地方の暮らしで忘れてならないこと

   


 崎枝の小嶺牧場に行くと、生まれたばかりの子牛が茂みの方から出てきた。満潮の日に生まれると小嶺先生が言われていた。小嶺さんは元農業高校の先生だから、牧場のオジーではあるのだが、やはりみんなから先生と呼ばれている。

 子牛は茂みから追い立てられたのだが、すぐに親牛が反対側の谷の方に連れて行ってしまった。小嶺牧場は小屋のない放し飼いだから、親牛は人に見つかりにくい藪の中で子牛を産む。1週間ほどは餌場に出てこないこともあるそうだ。明日もう1匹生まれると言われていた。

 小嶺牧場は青草がいつも一杯だ。
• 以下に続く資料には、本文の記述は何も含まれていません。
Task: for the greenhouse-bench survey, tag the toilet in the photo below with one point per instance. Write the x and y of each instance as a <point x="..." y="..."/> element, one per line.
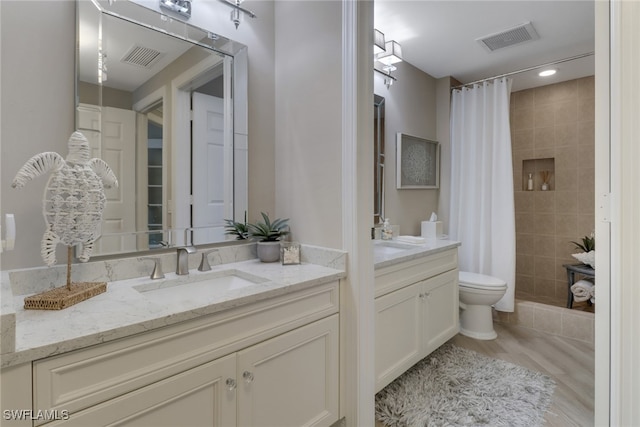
<point x="478" y="292"/>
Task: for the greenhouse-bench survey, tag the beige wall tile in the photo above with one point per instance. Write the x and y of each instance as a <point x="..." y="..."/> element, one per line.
<point x="544" y="137"/>
<point x="544" y="245"/>
<point x="566" y="180"/>
<point x="524" y="244"/>
<point x="547" y="320"/>
<point x="578" y="325"/>
<point x="566" y="134"/>
<point x="522" y="99"/>
<point x="524" y="284"/>
<point x="546" y="222"/>
<point x="566" y="112"/>
<point x="566" y="202"/>
<point x="566" y="91"/>
<point x="543" y="95"/>
<point x="523" y="119"/>
<point x="544" y="287"/>
<point x="544" y="117"/>
<point x="544" y="201"/>
<point x="524" y="201"/>
<point x="544" y="268"/>
<point x="522" y="139"/>
<point x="525" y="264"/>
<point x="586" y="135"/>
<point x="586" y="88"/>
<point x="586" y="110"/>
<point x="586" y="179"/>
<point x="524" y="223"/>
<point x="566" y="224"/>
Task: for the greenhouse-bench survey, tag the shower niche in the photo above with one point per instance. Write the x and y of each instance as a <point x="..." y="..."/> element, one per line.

牛は食べきれないほどの広さに放牧されている。牧草がやはり美味しいのか、ススキなどは食べない。だからススキの方が優勢になってきている。あれで牧草が足りなくなれば、又ススキを食べるようになるのだろうか。

 小嶺牧場の牛たちは実に楽しそうである。一日描いていても一度も見ない日もある。彼らは全く自由に自給自足的に生きている。しかも、密ではない。まるで自然の中で自由に暮らしているように、日々に満喫しているようにみえる。美味しい餌などもらえないのかもしれないが、日本一良い暮らしをしている牛に見えてきた。

 コロナ流行は経済の転換点になる。理由は人間の暮らし方が変わるからである。小嶺牧場の牛のように、自然に従う暮らしに人間も少し変わる。だから経済が変わると言うことになる。世界は何一つ変わらないように見えても、いつの間にかすこし変化している。
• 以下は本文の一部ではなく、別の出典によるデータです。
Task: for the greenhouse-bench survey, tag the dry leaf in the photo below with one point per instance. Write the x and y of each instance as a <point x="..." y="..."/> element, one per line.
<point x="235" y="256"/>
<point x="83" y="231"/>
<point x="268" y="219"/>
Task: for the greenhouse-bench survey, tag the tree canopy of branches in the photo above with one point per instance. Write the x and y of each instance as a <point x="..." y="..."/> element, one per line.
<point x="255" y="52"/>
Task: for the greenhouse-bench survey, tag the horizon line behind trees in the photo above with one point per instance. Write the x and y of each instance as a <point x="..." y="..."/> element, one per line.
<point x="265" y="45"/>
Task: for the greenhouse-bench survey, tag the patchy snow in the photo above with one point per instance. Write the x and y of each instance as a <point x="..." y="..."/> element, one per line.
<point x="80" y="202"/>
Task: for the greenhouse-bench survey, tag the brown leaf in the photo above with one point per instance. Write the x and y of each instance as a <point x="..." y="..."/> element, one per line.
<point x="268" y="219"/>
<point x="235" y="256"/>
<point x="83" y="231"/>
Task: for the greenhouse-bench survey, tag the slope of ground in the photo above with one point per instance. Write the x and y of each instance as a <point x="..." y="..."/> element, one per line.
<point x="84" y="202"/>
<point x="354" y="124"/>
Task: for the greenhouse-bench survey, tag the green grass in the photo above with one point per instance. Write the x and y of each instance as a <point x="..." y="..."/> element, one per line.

 令和恐慌は世界恐慌になり、かつて経験したことのなかったようなものになるのだろう。政府も初めてのことのためか、繰り出す政策はことごとく間が抜けている。GO TOトラベルをみるともう政府には冷静な判断力が失われているとしか思えない。ついに政府が地方への感染拡大に手を貸してしまった。

 経済を考えるとすれば、消費税の一時停止しかない。今からでも消費税の停止を行うほか無い。景気回復策はまんべんなく行わなければならない。できれば、人間の移動は増えないで、消費が増える政策でなければならない。多くの人が指摘していることであるが、政府にはそれが出来なくなっている。
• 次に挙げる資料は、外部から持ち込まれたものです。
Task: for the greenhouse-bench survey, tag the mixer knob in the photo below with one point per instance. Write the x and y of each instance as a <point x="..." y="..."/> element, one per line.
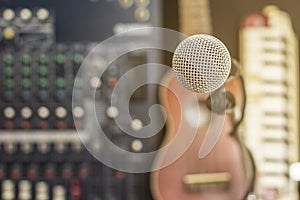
<point x="112" y="112"/>
<point x="42" y="14"/>
<point x="42" y="191"/>
<point x="137" y="145"/>
<point x="8" y="59"/>
<point x="8" y="95"/>
<point x="60" y="112"/>
<point x="78" y="112"/>
<point x="26" y="148"/>
<point x="9" y="112"/>
<point x="25" y="14"/>
<point x="9" y="33"/>
<point x="43" y="112"/>
<point x="8" y="14"/>
<point x="136" y="124"/>
<point x="26" y="59"/>
<point x="26" y="112"/>
<point x="59" y="192"/>
<point x="9" y="72"/>
<point x="43" y="148"/>
<point x="10" y="148"/>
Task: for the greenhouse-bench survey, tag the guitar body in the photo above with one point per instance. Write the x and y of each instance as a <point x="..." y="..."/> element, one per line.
<point x="227" y="156"/>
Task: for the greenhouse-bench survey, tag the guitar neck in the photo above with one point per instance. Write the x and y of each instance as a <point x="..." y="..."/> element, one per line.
<point x="194" y="17"/>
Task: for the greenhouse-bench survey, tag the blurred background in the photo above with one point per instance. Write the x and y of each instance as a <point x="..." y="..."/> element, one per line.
<point x="45" y="99"/>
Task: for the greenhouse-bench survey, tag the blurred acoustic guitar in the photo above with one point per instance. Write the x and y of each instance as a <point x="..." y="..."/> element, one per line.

 新型コロナの流行は次のさらに恐ろしい感染症を予測させるものだ。社会は大都市集中の競走経済を限界だとし始めた。新自由主義経済の資本主義が一国資本主義になった。資本主義は新しい局面に至ったと言うことだ。それは大規模畜産が危険で、小規模畜産に戻る方が良いと言うことでもある。

 歴史を見ると不況が来ると、戦争である。外敵が悪いから不況が来たと責任を転嫁する政府がいつも現われる。コロナの流行は文明の形の問題である。競争社会の限界の一つなのだ。人間の暮らし方には節度が必要なのだ。能力があれば、贅沢三昧の暮らしが出来るというのは、間違っているのだ。

 しかし、悪いのは中国だと、アメリカのトランプは叫んでいる。そして、経済戦争を進めている。それは中国も同様に覇権主義を一層強化している。アメリカ経済がさらに行き詰まれば、どこかで武力的な行動が出てくるかもしれない。中国が行き詰まれば、力で抑えられた人達の暴動が起こるかもしれない。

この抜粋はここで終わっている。